What lies in wait for me under the chunks of juicy meat are probably the most delicious mashed potatoes that I’ve eaten in my life. Ever. Even though I feel these words are blasphemous against my own father’s famous mashers, I must be honest with you, these mashed potatoes were exquisite. Yes, I know they’re just mashed potatoes but when you have experienced the greatest of the great, regardless of the genre, you stand in awe. I am in awe of these potatoes; light, fluffy, moist, rich in flavor but not in thickness, they melt in your mouth and are the perfect support to the pork shoulder. Rounding out the dish are crunchy green beans and subtly sweet carrots that offer contrast with a nice crunch, a counterpoint of freshness and brightness against the rich potatoes and meat.
Not only am I blown away by this delicious dish, but it evokes wonderful memories for me, nostalgia taking me back to my childhood of sitting around my grandmother’s diningroom table with extended family on a Sunday afternoon, eating a “supper” consisting of slow-cooked pot roast with potatoes and veggies. But this dish in front of me is what Sunday afternoon suppers simply desire to be. Complete, homey, but so well executed that your traditional Sunday afternoon suppers will never taste the same. Old Bull Tavern’s elevated, adult version of this meal is what my grandmother’s version always aspired to be, but never achieved. Sorry, grandma.
And since I’m a foodie that is always willing to add tasty exceptions to any rule, my hand is forced when I see Tiramisu on the menu and come to find out the chef had spent time cooking in Italy, no doubt refining skills and perfecting Tiramisu, so I order. Though I do not have much of a sweet tooth, I’ve always made the exception for Tiramisu. Having grown up on good tiramisu and, unfortunately, eaten my fare share of bad restaurant Tiramisu, I have a tough gauge which to compare this chef’s rendering.

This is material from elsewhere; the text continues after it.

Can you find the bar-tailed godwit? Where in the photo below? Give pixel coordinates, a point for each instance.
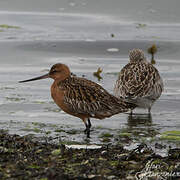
(139, 81)
(81, 97)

But upon first bite, it is evident that this chef knows precisely what a good Tiramisu should taste like.
A delectable layered dessert of ladyfingers dipped in coffee (sometimes with amaretto), with creamy decadent mascarpone-based custard, and dusted with hazelnuts and drizzled with hazelnut Chocolate. Perfection. The chef has produced creamy decadence that’s not overtly sweet, yet moist and luxurious. The perfect balance between richness from the chocolate and coffee soaked ladyfingers and mildness from the mascarpone, this dessert is worth every last calorie, and makes me glad that Mr. Foodie isn’t here so that I don’t have to share. So mean, yes, I know. But this dessert, and in turn, this entire meal, has given me cause to bring Mr. Foodie back for a second serving, which I look forward to doing in the near future.
What makes the Old Bull Tavern a shining star on West Street is that it brings a completely new culinary world to Beaufort and adds something significant to the ever diverse palette that already exists in this gastro-centric town. Offering Old-World flavors that are familiar and comforting and often memory provoking and taking them to an unprecedented level of refinement and sophistication, Old Bull Tavern has placed their bid to be one of the best in town and is bringing their arsenal of fresh, revolving dishes, elegant flavors, affectionately morose atmosphere (a compliment, I swear), and ability to elicit your favorite food memories with their already-polished techniques.
Stop in, have a pint, order a delicious plate of food, and stake claim on your ‘regular stool.’ You’ll be happy you did.
This Foodie quite happily gives the Old Bull 5 out of 5 forks.